The country’s Conference of Directors of the media authorities (Direktorenkonferenz der Landesmedienanstalten — DLM), which effectively controls licensing and technology choices for commercial radio and TV, has called for preparations to upgrade Germany’s digital terrestrial television network to DVB-T2. This move comes just after ARD, Germany’s regional public-service broadcaster consortium, announced its transition to DVB-T2 beginning in 2016.
This will affect the 4 million Germany households that currently receive terrestrial TV via the first-generation DVB-T standard, particularly the 2 million of those for which it is the primary means of TV reception. DVB-T2 has about 66-percent greater capacity than DVB-T, enabling delivery of 5-6 HDTV channels using MPEG-4 compression as required by the standard. Several technical advances have been combined to deliver this increased throughput, one being notably improved Forward Error Correction (FEC) to increase the number of digital bits that can be carried over a given symbol modulated onto the carrier wave. Another improvement is in shortening the guard interval that protects against interference from echoes and progagation delays from 1/32 to 1/128 of the symbol period. This liberates a bit of spectrum for data.

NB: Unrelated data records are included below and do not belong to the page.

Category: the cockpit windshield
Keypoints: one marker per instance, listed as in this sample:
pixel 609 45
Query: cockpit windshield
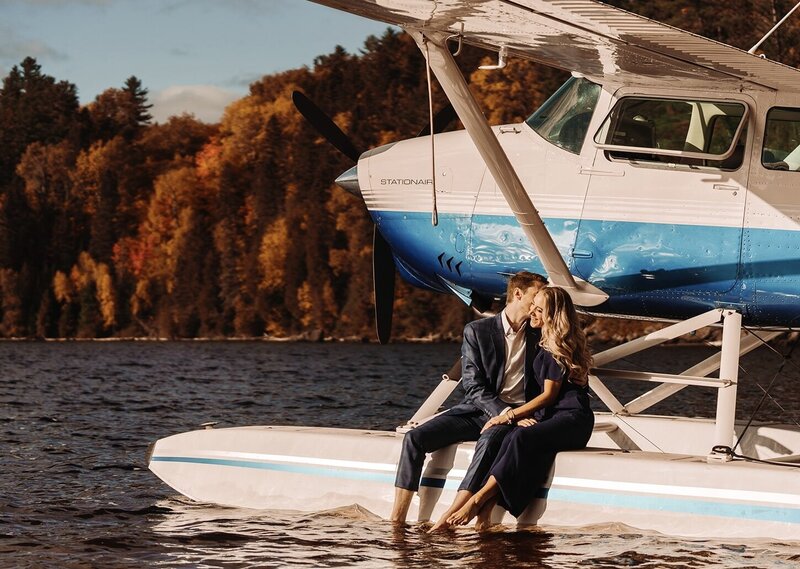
pixel 564 118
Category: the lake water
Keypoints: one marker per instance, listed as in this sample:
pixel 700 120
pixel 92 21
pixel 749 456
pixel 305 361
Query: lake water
pixel 76 419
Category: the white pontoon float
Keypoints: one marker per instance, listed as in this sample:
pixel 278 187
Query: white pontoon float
pixel 651 472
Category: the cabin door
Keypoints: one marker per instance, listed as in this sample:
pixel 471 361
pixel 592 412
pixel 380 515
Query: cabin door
pixel 663 234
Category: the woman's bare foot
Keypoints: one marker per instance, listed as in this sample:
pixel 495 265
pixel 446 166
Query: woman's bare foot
pixel 484 521
pixel 441 524
pixel 465 514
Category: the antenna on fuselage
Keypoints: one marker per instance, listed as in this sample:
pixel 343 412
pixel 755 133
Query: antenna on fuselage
pixel 434 211
pixel 775 27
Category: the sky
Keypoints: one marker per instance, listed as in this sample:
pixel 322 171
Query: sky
pixel 194 56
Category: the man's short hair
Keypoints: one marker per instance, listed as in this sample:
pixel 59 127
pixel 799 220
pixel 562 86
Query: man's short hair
pixel 524 280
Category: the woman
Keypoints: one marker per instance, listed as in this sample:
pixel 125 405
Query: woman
pixel 558 419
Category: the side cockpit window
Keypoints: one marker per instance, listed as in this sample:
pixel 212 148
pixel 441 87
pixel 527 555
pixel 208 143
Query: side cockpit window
pixel 564 118
pixel 782 140
pixel 684 132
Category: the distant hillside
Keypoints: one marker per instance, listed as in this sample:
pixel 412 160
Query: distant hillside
pixel 113 226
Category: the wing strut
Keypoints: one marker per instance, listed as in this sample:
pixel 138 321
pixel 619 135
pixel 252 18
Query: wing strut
pixel 454 85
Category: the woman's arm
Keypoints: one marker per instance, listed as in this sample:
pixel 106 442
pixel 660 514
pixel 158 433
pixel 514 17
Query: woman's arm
pixel 546 398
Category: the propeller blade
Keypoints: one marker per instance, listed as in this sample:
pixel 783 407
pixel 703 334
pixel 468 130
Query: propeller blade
pixel 383 272
pixel 325 126
pixel 441 119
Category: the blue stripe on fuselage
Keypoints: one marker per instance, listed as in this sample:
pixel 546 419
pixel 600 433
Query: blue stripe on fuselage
pixel 649 269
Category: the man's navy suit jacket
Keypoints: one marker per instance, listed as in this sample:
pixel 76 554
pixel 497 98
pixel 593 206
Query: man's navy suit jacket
pixel 483 355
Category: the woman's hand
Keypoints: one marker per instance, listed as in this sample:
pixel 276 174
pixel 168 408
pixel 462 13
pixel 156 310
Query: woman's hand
pixel 498 420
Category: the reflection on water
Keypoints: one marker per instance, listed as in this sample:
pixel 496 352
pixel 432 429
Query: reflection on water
pixel 352 537
pixel 76 419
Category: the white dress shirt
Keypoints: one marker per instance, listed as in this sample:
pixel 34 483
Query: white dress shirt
pixel 512 390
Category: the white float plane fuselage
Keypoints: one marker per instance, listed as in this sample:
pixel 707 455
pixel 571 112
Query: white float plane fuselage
pixel 661 181
pixel 666 179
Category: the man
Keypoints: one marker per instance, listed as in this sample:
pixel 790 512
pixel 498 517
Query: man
pixel 496 358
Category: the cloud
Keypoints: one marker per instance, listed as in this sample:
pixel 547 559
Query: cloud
pixel 19 50
pixel 205 102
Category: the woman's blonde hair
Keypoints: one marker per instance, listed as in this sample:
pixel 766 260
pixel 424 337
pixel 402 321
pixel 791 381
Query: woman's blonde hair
pixel 562 334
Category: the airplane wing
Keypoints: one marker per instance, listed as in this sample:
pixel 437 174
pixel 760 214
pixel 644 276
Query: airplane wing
pixel 608 45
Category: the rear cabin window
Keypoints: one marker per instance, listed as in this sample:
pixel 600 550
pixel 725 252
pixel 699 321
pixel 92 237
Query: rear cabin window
pixel 688 132
pixel 782 140
pixel 564 118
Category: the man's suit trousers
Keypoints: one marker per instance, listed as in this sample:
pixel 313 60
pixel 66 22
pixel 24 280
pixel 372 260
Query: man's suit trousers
pixel 443 431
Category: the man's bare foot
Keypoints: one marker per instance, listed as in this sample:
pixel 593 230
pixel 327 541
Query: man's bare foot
pixel 465 514
pixel 484 521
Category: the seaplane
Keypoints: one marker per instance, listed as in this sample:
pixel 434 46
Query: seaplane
pixel 661 181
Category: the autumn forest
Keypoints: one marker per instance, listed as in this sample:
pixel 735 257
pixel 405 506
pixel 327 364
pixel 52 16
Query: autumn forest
pixel 114 226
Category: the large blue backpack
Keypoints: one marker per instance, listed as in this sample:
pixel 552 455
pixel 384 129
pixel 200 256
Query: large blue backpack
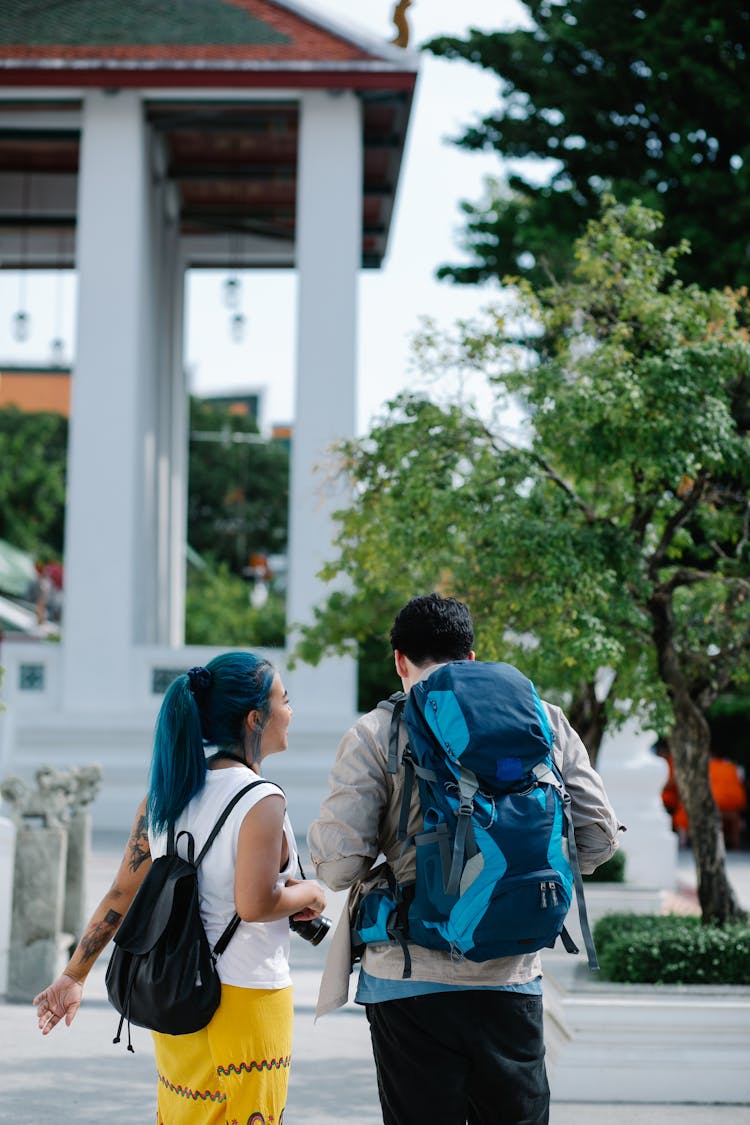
pixel 496 862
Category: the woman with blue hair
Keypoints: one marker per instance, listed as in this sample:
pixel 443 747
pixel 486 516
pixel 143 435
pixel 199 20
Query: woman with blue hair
pixel 237 1067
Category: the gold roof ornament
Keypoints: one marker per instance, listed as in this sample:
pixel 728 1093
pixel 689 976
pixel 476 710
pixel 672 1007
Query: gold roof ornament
pixel 401 38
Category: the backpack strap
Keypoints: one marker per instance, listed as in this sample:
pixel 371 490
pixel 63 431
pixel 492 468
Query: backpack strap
pixel 395 704
pixel 468 786
pixel 219 824
pixel 551 775
pixel 231 929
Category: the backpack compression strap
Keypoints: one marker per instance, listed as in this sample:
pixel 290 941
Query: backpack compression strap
pixel 552 776
pixel 171 844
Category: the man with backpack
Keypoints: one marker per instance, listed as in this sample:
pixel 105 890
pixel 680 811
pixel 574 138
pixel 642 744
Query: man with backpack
pixel 457 1028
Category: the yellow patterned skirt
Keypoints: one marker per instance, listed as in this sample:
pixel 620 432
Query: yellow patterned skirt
pixel 235 1071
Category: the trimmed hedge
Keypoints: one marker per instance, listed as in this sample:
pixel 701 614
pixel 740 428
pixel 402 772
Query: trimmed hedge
pixel 671 950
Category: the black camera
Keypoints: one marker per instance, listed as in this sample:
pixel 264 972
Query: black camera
pixel 313 930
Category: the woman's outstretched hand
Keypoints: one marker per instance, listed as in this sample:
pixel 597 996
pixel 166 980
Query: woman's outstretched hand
pixel 59 1000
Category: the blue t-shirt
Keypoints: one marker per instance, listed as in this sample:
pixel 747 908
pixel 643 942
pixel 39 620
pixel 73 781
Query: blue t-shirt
pixel 376 989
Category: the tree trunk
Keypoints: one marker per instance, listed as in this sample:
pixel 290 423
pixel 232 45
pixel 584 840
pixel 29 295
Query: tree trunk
pixel 588 718
pixel 690 745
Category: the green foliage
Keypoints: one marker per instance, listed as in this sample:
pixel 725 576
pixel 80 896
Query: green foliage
pixel 33 467
pixel 238 489
pixel 612 871
pixel 671 950
pixel 630 482
pixel 644 101
pixel 218 612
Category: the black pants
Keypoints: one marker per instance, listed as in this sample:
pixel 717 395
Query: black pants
pixel 451 1058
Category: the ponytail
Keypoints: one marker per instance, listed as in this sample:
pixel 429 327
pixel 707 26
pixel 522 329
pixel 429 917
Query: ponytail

There is scope for achieving even further performance gains as broadcasters or terrestrial distributors get to grips with some of DVB-T2’s more arcane features, such as spreading a large multiplex of signals across several linked frequencies. This will increase the savings that can be achieved by statistical multiplexing through having more channels in the mix. As the number of channels increases, the less headroom has to be allowed to cater for the ever-more remote possibility that nearly all channels will be consuming peak bandwidth at precisely the same time.
Yet from Germany’s point of view, an equally big attraction of DVB-T2 is its increased robustness against difficult propagation conditions, which makes it suitable for delivering mobile TV. Germany was one of the first to deploy DVB-T services initially, but this failed to translate immediately into tangible benefits for viewers, such as HDTV, for various reasons. Then, Germany was also a pioneer of DVB-H for mobile TV services, but it abandoned this in common with other European countries that had adopted the standard when it turned out it would cost too much because it required deployment of a completely new network infrastructure.
This left Germany scratching around for a new mobile-TV strategy, which now seems to be DVB-T2 since the technology has pulled off a neat trick by being capable of being optimized for both HDTV and lower-bandwidth mobile services at the same time. This has been made possible by introduction of a feature called MPLP (Multiple Physical Layer Pipes), which effectively means that the terrestrial infrastructure can provide several virtual physical layers, each supporting different QoS classes.
One such layer can be optimized for delivering HD to fixed antennae, where the requirement is for high bandwidth but with tolerance for low robustness. Another layer can be for delivery to moving smart phones, where bandwidth can be traded off for the high robustness needed. Yet another layer can be optimized for indoor reception.
Germany has also added some features of its own to optimize DVB-T for mobile reception, with its DVB-T ‘handover’ technology having been tested by the country’s Deutsche TV Platform for reception by terminals in cars. There was a pilot held in 2011 organized by the German TV Platform in cooperation with IRT (the technology institute of the German public broadcasters), Hessischer Rundfunk (HR) and BMW (on behalf of the Association of the Automotive Industry, VDA).
A move to DVB-T2 would dovetail with this handover technology to enable even more reliable mobile services for in car reception.